SEH: Size Estimate Hedging for Single-Server Queues
Maryam Akbari-Moghaddam, Douglas G. Down

TL;DR
This paper introduces SEH, a heuristic for single-server queue scheduling that improves performance when processing times are estimated rather than known exactly, by dynamically adjusting job priorities based on estimation accuracy.
Contribution
The paper proposes Size Estimate Hedging (SEH), a novel heuristic that enhances SRPT scheduling under uncertain processing time estimates.
Findings
SEH performs well with realistic estimation errors.
Numerical results show improved scheduling performance.
SEH adapts priorities dynamically based on estimation confidence.
Abstract
For a single server system, Shortest Remaining Processing Time (SRPT) is an optimal size-based policy. In this paper, we discuss scheduling a single-server system when exact information about the jobs' processing times is not available.
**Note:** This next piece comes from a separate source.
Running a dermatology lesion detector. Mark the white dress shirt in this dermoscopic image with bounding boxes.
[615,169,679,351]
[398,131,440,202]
When the SRPT policy uses estimated processing times, the underestimation of large jobs can significantly degrade performance. We propose a simple heuristic, Size Estimate Hedging (SEH), that only uses estimated processing times for scheduling decisions. A job's priority is increased dynamically according to an SRPT rule until it is determined that it is underestimated, at which time the priority is frozen. Numerical results suggest that SEH has desirable performance for estimation error variance that is consistent with what is seen in practice.